School of Pharmacy, Health Science Center, Xi'an Jiaotong University, Xi'an, Shaanxi 710061, P.R. China.
Oncol Rep. 2019 Oct;42(4):1451-1458. doi: 10.3892/or.2019.7245. Epub 2019 Jul 23.
Epithelial‑mesenchymal transition (EMT) is closely related to tumor metastasis, and offers insight into novel strategies for cancer treatment. HMQ‑T‑F2 (F2) is a taspine derivative, which has excellent anticancer activity in human cervical cancer. The present study aimed to evaluate the effect of F2 on in vitro migration of HeLa cells. The present data demonstrated that F2 inhibited migration of HeLa cells by negatively regulating the Wnt signaling pathway and reversing EMT. F2 not only mediated Frizzled8, p‑LRP6 and LRP6 expression, but also downregulated the phosphorylation of GSK3β, and concurrently decreased the nucleus protein expression of MMP2, MMP3, MMP7, MMP9, and c‑Myc. In addition, the expression of N‑cadherin, vimentin, Snail and HIF‑1α were downregulated and that of E‑cadherin was upregulated after F2 treatment. F2 was also associated with the downregulation of the PI3K/Akt/mTOR signaling pathways. Notably, F2 induced HeLa cell accumulation at the S phase and cell apoptosis. These results provide evidence that F2 inhibits HeLa cell migration, proliferation and promotes apoptosis. It also reverses EMT, potentially via the PI3K/Akt signaling pathway. Therefore, F2 may be a potential therapeutic reagent against cervical cancer.

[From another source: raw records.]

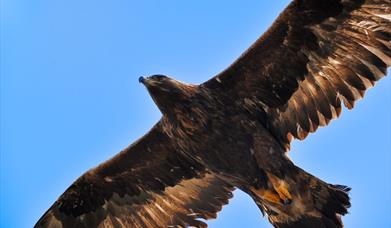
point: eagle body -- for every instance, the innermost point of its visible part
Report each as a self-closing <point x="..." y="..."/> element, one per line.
<point x="234" y="130"/>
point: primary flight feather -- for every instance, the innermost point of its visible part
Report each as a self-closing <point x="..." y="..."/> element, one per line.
<point x="234" y="130"/>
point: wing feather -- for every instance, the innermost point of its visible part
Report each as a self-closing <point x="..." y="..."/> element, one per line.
<point x="317" y="54"/>
<point x="149" y="184"/>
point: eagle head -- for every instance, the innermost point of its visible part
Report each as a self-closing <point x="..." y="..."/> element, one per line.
<point x="169" y="95"/>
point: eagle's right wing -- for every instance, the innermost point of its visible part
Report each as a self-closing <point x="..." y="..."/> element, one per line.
<point x="316" y="54"/>
<point x="148" y="184"/>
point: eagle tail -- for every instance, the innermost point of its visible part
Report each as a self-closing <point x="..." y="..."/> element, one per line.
<point x="314" y="203"/>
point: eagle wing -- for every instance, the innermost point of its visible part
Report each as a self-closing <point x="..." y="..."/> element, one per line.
<point x="316" y="55"/>
<point x="148" y="184"/>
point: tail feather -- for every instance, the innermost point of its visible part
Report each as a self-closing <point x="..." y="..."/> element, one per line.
<point x="314" y="204"/>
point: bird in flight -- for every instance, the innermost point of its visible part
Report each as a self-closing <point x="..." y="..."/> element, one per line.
<point x="234" y="130"/>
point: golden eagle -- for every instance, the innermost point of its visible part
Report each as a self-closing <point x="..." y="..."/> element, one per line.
<point x="234" y="130"/>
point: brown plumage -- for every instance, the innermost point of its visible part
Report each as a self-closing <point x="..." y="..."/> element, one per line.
<point x="293" y="79"/>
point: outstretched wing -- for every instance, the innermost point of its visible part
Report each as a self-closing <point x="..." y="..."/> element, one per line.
<point x="148" y="184"/>
<point x="315" y="55"/>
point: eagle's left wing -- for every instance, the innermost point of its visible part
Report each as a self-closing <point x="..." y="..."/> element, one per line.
<point x="149" y="184"/>
<point x="315" y="55"/>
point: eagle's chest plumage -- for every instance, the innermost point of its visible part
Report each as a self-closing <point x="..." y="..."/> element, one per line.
<point x="224" y="139"/>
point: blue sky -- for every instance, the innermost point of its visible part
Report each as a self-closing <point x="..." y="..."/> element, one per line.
<point x="70" y="98"/>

上皮-间充质转化(EMT)与肿瘤转移密切相关,为癌症治疗的新策略提供了思路。HMQ-T-F2(F2)是一种紫杉烷衍生物,在人宫颈癌中具有优异的抗癌活性。本研究旨在评估 F2 对 HeLa 细胞体外迁移的影响。本研究数据表明,F2 通过负向调控 Wnt 信号通路和逆转 EMT 抑制 HeLa 细胞迁移。F2 不仅介导 Frizzled8、p-LRP6 和 LRP6 的表达,还下调了 GSK3β 的磷酸化,同时降低了 MMP2、MMP3、MMP7、MMP9 和 c-Myc 的核蛋白表达。此外,F2 处理后 N-钙黏蛋白、波形蛋白、Snail 和 HIF-1α 的表达下调,E-钙黏蛋白的表达上调。F2 还与 PI3K/Akt/mTOR 信号通路的下调有关。值得注意的是,F2 诱导 HeLa 细胞在 S 期积累和细胞凋亡。这些结果表明,F2 抑制 HeLa 细胞迁移、增殖并促进细胞凋亡。它还可能通过 PI3K/Akt 信号通路逆转 EMT。因此,F2 可能是一种治疗宫颈癌的潜在治疗试剂。